The dark web, or darknet, is the part of the internet that is difficult to access without the proper tools and authorizations.
An average, everyday web surfer using a commonly-available web browser like Chrome or Explorer isn’t likely to be taking a virtual walk on the dark side, but security leaders still must make an effort to understand the cyber threats the darknet pose.
While the darknet has some legitimate purposes, it is often used by cybercriminals to organize and execute ransomware and DDoS attacks and to sell information stolen from companies and individuals.
The dark web is a part of the internet that is only accessible with a special browser. It has legitimate uses, but abuse by malicious actors is a cybersecurity problem.
To manage cybersecurity risks, it’s important to be aware of dark web threats and stolen information.
What Is The Dark Web?
The internet as a system can be divided into three layers: the clear, the deep, and the dark web.
The Clear Web: The internet most of us use on a daily basis.
Millions of websites and pages are indexed by search engines, and you can access them from a typical browser, such as Safari, Chrome, or Firefox.
It is a substantial, but small, fraction of the web (5-10%). No passwords are needed to connect to the surface web; you just search and browse.
The Deep Web: The layer underneath, search engines cannot index it, and it requires a specific browser authentication to access.
Most people use parts of the deep web every day for accessing things like web mail, pay-walled news articles, non-public social media profiles and posts, etc.
Deep web content also includes things like medical records, government records, missing persons information, and organization’s website areas that are for internal use only.
The Dark Web: A small subset (4-5%) of the deep web. It is only accessible through a special browser, and is an area that is associated with criminal activity.
This can include the sale of information, illegal products, drugs, weapons, and other illicit material. The Onion Router browser is the most well-known dark web browser, and is best known for the anonymity it offers its users.

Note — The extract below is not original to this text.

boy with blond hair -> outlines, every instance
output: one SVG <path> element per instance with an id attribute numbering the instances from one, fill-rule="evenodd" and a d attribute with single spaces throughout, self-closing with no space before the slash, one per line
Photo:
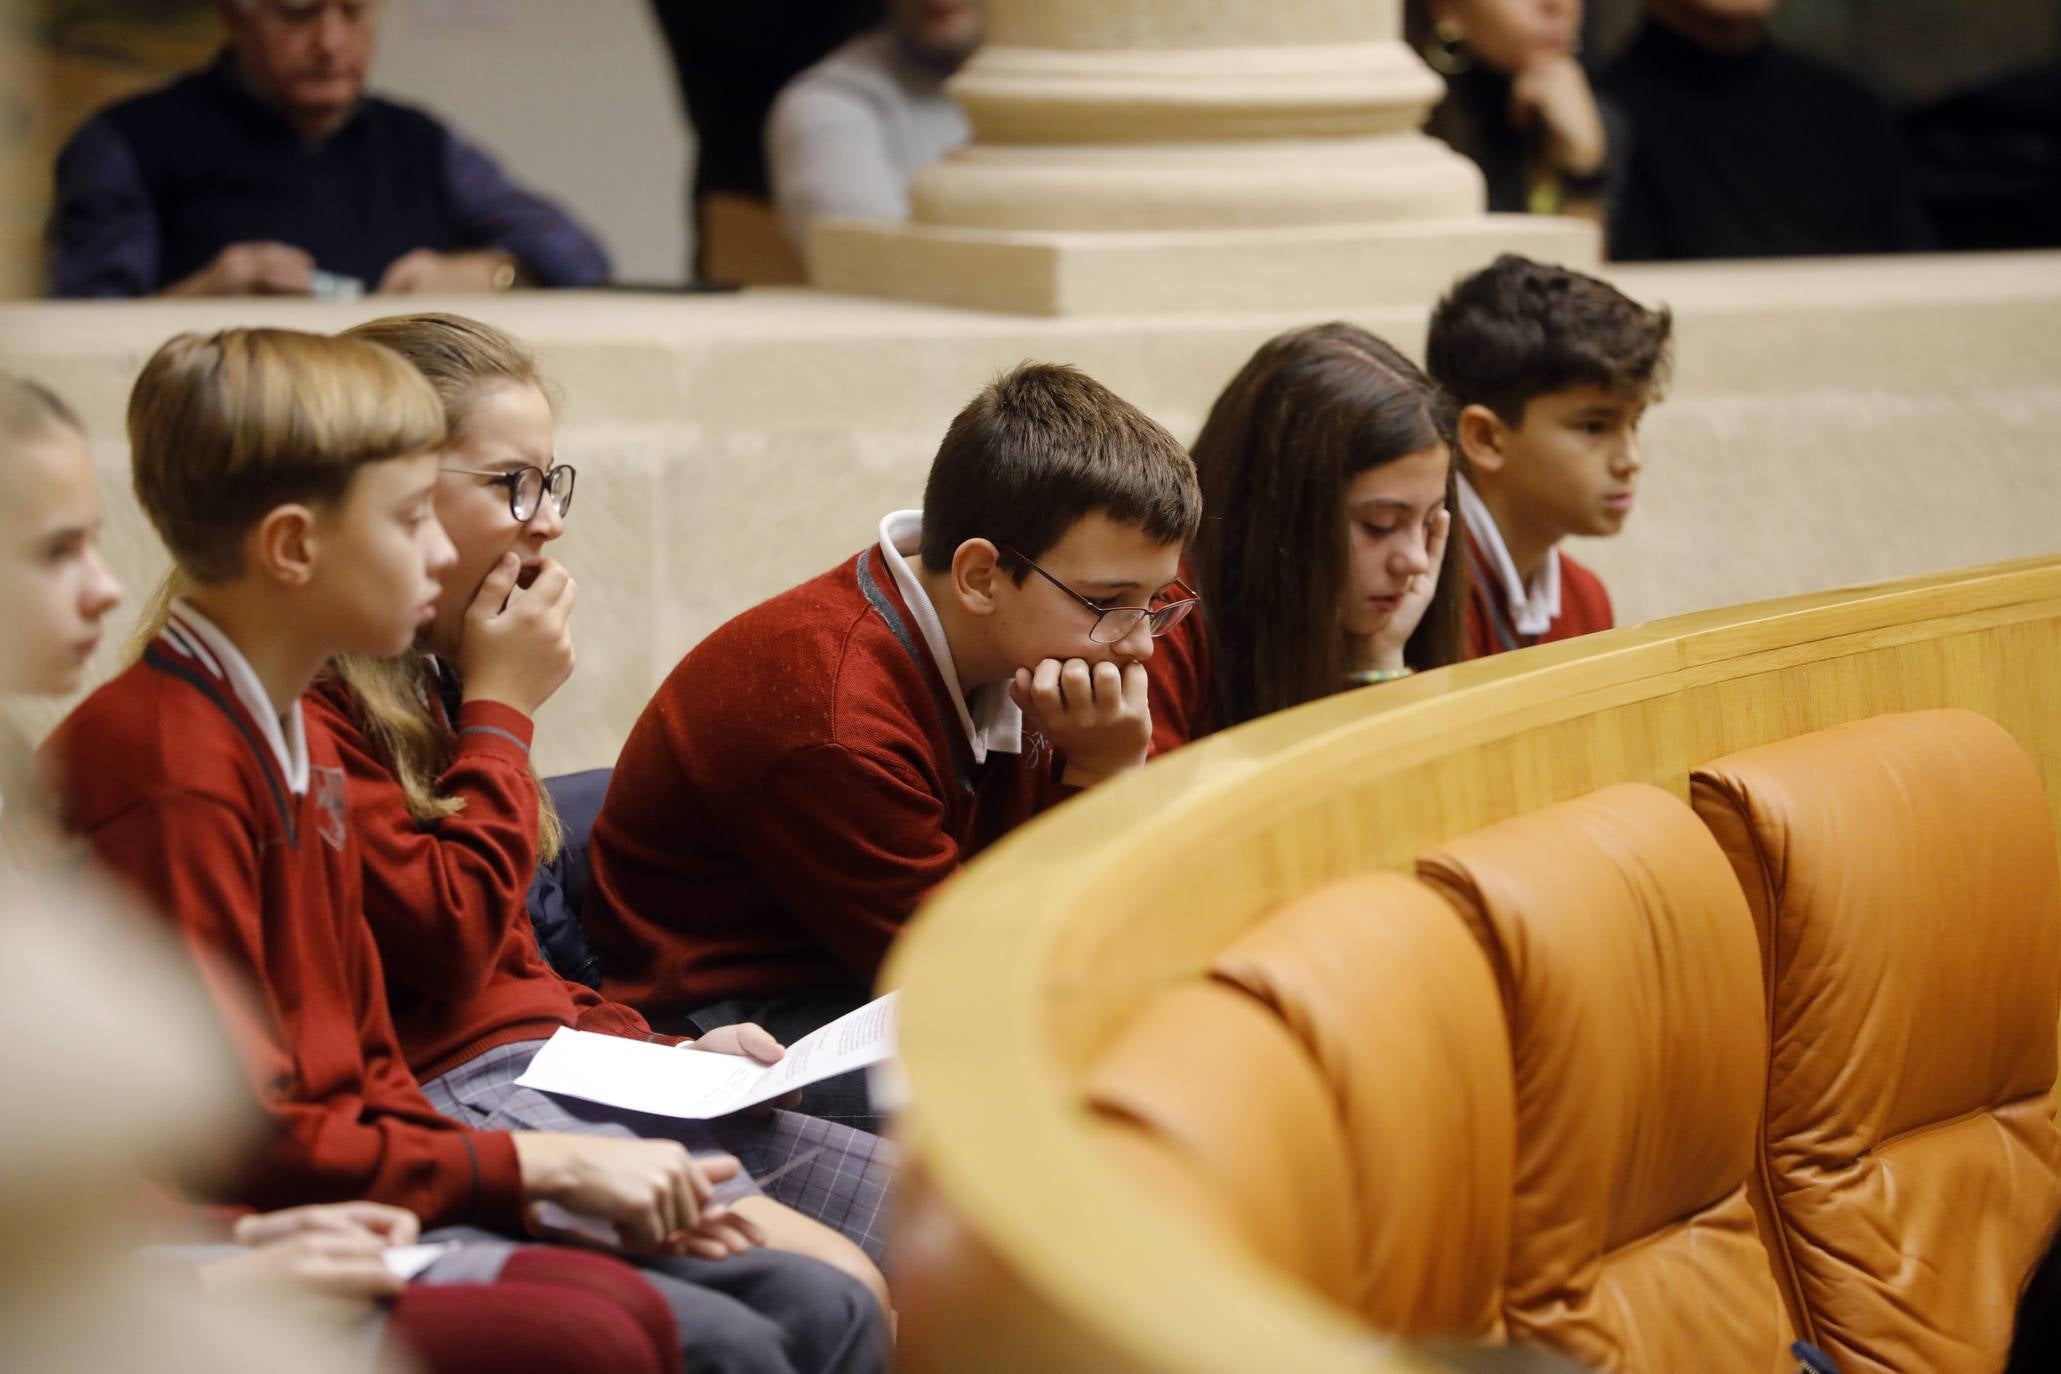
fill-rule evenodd
<path id="1" fill-rule="evenodd" d="M 242 1049 L 269 1129 L 225 1200 L 365 1198 L 503 1234 L 544 1228 L 549 1204 L 645 1264 L 690 1365 L 882 1368 L 862 1286 L 751 1249 L 711 1205 L 734 1160 L 469 1130 L 408 1072 L 359 904 L 345 774 L 300 703 L 330 658 L 400 653 L 434 614 L 453 553 L 433 506 L 445 422 L 429 383 L 363 340 L 185 334 L 145 365 L 129 436 L 185 592 L 46 753 L 67 827 L 178 929 Z"/>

However, the dark web also includes other overlay networks that can only be accessed with specific software/configurations. These include peer-to-peer networks and anonymity networks like I2P, Freenet, Retroshare, GNUnet, Syndie, OneSwarm and Tribler.

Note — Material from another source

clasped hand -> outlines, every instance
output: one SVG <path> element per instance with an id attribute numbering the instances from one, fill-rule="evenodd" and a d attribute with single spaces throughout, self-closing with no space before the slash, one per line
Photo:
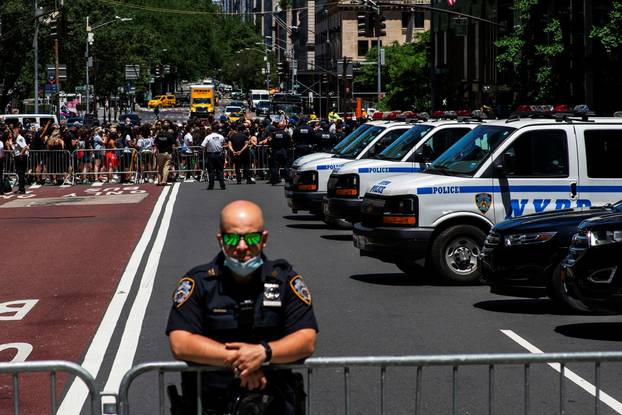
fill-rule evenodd
<path id="1" fill-rule="evenodd" d="M 266 360 L 266 350 L 262 345 L 226 343 L 225 348 L 233 352 L 225 359 L 225 365 L 233 368 L 242 387 L 249 390 L 266 387 L 267 380 L 261 370 L 261 364 Z"/>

Why Was The Dark Web Created?
The Onion Router and the dark web began in the 1990s as US government research funded by the US Naval Research Laboratory, and later by the Defense Advanced Research Projects Agency (DARPA).
The goal was an anonymous information exchange across the internet.
In 2004, The Onion Router code was released under a free license, and in 2006 the not-for-profit TOR Project was created.
Dissidents, activists, journalists began to use TOR to communicate while protecting identities. However, criminals also began using it and the dark web for illegal activities.
What Does The Dark Web Mean For Cyber Security?
Monitoring the dark web for information that can be used to target your business helps get ahead of threats.
Stolen login credentials are of particular concern, representing 37% of data breaches. Illegal dark web forums and marketplaces sell stolen credentials, other stolen information, and malware.
Malicious actors use the stolen information to target businesses to gain network access for ransomware attacks and more.
- Phishing emails can use stolen business information to appear more authentic. Unwitting victims can be tricked into revealing login credentials, or into allowing malware directly onto networks.
- Credential stuffing attacks use stolen login credentials in bulk to take advantage of password reuse and infrequent password updates. The attacks try to find a match in your business network to gain unauthorized access.
How Can You Protect Against Dark Web Cyber Threats?
Use a good dark web monitoring service to detect and anticipate cybersecurity threats to your business. These services infiltrate hubs of cybercriminal activity like illegal marketplaces and forums for cybercriminals.
They monitor for stolen data and other information on organizations or employees.
They also monitor dump sites like Pastebin, where anonymous people can post information including stolen confidential documents, emails, databases and other sensitive data.
Cyber security awareness matters for everyone, even people who don’t think they use technology directly.
Nearly every aspect of modern life involves sharing digital information, make sure yours is secure.